No se llevó material ni tenía mucho que contarle más allá de las dudas y los pensamientos negativos sobre si seguir o no con el proyecto. Al oírla, Ángeles se tragó las ganas de regañarla por no hacer de madre. No sabía lo que le había ocurrido pero intuía que ese estado de desinterés, por no decir aversión, por la Ciudad y sus habitantes, era consecuencia de una historia sentimental. Sin querer saber los detalles y sin querer forzarla a nada, le recordó que como muy tarde a principios de septiembre tendría que entregar un informe de lo que llevaba hecho en su investigación para que el comité de becas de RICA lo estudiara. Con poco que entregara le renovarían la beca, pero si no entregaba nada la echarían a la calle. Si ella sentía que no era el momento podría dejar la investigación, le explicó Ángeles, ella era la que elegía seguir o parar. Si en algún otro momento quería retomarla era bastante probable que le renovaran de nuevo la beca, pero para ello tendría que entregar el informe. Si no entregaba nada y no tenía una causa justificada, además de echarla, era muy difícil que la volvieran a readmitir en algún otro momento.
La cita con Ángeles sirvió para que Amalia comenzara a plantearse por qué había querido hacer esa investigación. Qué era lo que la había movido a irse a vivir allí y qué ganaría con eso. En un principio lo que la motivó fue aprender de los Amantes, aprender a ser de esas personas que son felices y que, a pesar de tener malos momentos, consiguen que un estado de bienestar no los abandone del todo. Ella los veía como personas que pasara lo que pasara eran capaces de guardar siempre al menos una pizca de serenidad. Además, quería conocerse más a sí misma. Quería saber si formaba parte de alguno de los tres tipos de Amantes.
Estas fueron las primeras razones que le vinieron a la cabeza. Pero en todo esto había algo que la despistaba: si en un principio había comenzado movida por aprender de los Amantes para llegar a ser una de ellos, ¿por qué todavía no había hecho las pruebas de entrada? Desde aquella primera vez que Jorge se las nombró, no había vuelto a hablar de ellas con nadie. Jorge no le había vuelto a sacar el tema, ni Cristina tampoco. Amalia sabía que eso era una pieza clave, entonces, ¿por qué no las encaraba?
Esa pregunta siguió dándole vueltas en la cabeza durante prácticamente todas las vacaciones. Lo habló con Luisa, con María y con Fernanda. Alguna vez tuvo la tentación de hablarlo también con Cristina e incluso con Jorge, pero sabía que hablarlo con ellos supondría tomar una decisión al respecto, algo para lo que aún no se veía preparada. Cuando Iván regresó a Ávera también habló con él del tema. Fue al único al que no le puso pegas durante ese verano.
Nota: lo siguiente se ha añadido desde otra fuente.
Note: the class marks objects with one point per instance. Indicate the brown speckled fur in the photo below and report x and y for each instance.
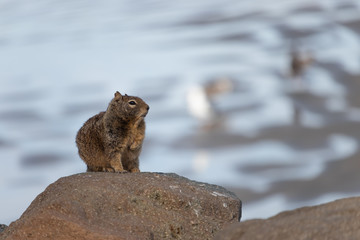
(111, 141)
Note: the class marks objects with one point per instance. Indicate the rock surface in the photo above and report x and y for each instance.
(126, 206)
(334, 220)
(2, 227)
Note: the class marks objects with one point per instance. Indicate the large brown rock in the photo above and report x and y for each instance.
(335, 220)
(126, 206)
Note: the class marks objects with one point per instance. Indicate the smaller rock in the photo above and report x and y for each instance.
(334, 220)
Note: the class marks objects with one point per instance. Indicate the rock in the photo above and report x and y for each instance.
(126, 206)
(334, 220)
(2, 227)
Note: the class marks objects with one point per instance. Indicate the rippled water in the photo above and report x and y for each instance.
(276, 143)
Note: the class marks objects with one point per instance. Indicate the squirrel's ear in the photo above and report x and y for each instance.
(117, 94)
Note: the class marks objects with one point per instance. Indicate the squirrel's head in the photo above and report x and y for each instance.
(128, 107)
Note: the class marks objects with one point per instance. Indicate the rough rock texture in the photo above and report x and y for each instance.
(335, 220)
(2, 227)
(126, 206)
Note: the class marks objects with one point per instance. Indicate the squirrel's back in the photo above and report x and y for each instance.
(112, 140)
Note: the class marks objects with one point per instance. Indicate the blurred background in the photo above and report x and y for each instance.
(261, 98)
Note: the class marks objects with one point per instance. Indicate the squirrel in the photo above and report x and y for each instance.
(111, 141)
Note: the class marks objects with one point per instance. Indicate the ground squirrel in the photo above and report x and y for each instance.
(111, 141)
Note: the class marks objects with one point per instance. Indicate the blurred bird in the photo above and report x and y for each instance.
(299, 62)
(200, 99)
A pesar de que hacía un año que no se veían, ambos estaban al tanto de las novedades del otro. Iván sabía que Amalia ya no se veía con Marcos, aunque no conoció los detalles de la historia hasta que estuvieron juntos.
Sin muchas cosas que hacer, ambos cogieron la dinámica de ir a pasear por las tardes a la playa. Entre paso y paso, Amalia le contó su historia con Marcos. Se sinceró con él mostrándole todo su desconcierto y tristeza como no lo había hecho nunca antes.
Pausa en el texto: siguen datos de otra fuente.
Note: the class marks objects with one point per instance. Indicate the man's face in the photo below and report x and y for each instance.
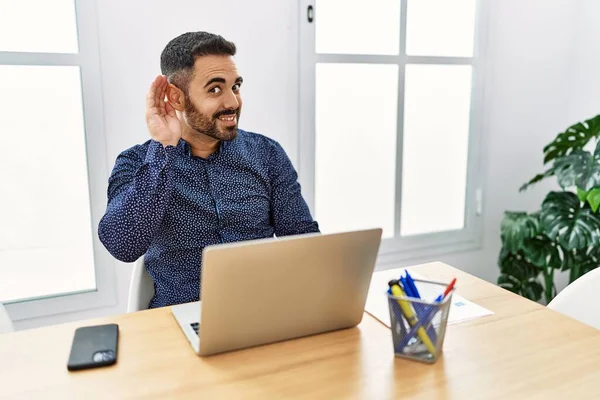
(213, 103)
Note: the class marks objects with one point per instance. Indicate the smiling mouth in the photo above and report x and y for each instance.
(229, 119)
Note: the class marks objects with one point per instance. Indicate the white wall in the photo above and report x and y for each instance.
(541, 78)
Iván, por su parte, a medida que pasaban los días se dio cuenta de que se estaba sintiendo especialmente cómodo con Amalia. Pensó que podía deberse a la conversación que tuvieron en la fiesta sorpresa del verano anterior. Por fin habían aclarado algo que llevaban años apartando pero que a veces se les ponía por delante y hacía que la relación entre ellos pasara por momentos raros. Para él estaba todo cerrado y, de hecho, a veces pensaba que el haberlo hablado le estaba ayudado en su nueva relación, de la que aún tenía pendiente informarla.
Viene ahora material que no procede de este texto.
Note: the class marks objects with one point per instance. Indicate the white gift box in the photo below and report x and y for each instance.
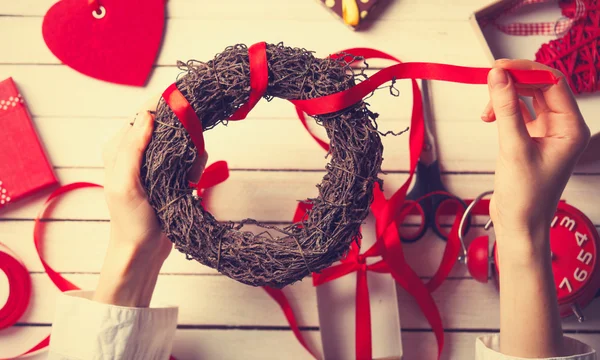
(336, 301)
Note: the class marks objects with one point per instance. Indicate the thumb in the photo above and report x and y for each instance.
(505, 102)
(198, 168)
Impulsado por cierta sospecha sobre cómo podría Amalia recoger la noticia de la existencia de Micaela, Iván dejó pasar los días hasta que ya no tuvo más tiempo. El día antes de marcharse habían quedado para dar un paseo al atardecer como cada tarde. Él siempre la recogía en la casa de sus padres, se dirigían hacia el paseo marítimo y lo recorrían entero hasta la otra punta de la bahía. Desde ahí se divisaba toda la costa de Ávera. Se quedaban un rato disfrutando del paisaje y continuaban el camino de regreso. Cuando esa tarde llegaron al final del paseo marítimo, se sentaron para descansar y contemplar la costa. En ese momento Iván comenzó a explicarle que le había pasado algo que quería contarle. Le habló de cómo había conocido a Micaela y de lo que sentía por ella. A Amalia la noticia le sorprendió mucho. Su reacción le hizo comprender a Iván que no se había equivocado al pensar que quizás no era el mejor momento para compartir esa noticia con ella. A pesar de que trató de disimularlo, a Iván le pareció ver algo raro en el gesto de Amalia y al preguntarle ella hizo todo lo posible por disfrazar lo que sentía de cierta envidia sana por lo que estaba viviendo. En realidad, Amalia sentía tantas cosas mezcladas que no sabía qué nombre ponerle. Por su cabeza pasaba de todo, desde despecho por sentirse engañada por no habérselo contado antes, hasta rabia por la marcha de Marcos y tristeza por no tener a nadie a su lado. Pero aún sentía otras muchas cosas más que no sabía, ni podía, ni quería pararse a analizar. Solo quería que todo pasara lo antes posible.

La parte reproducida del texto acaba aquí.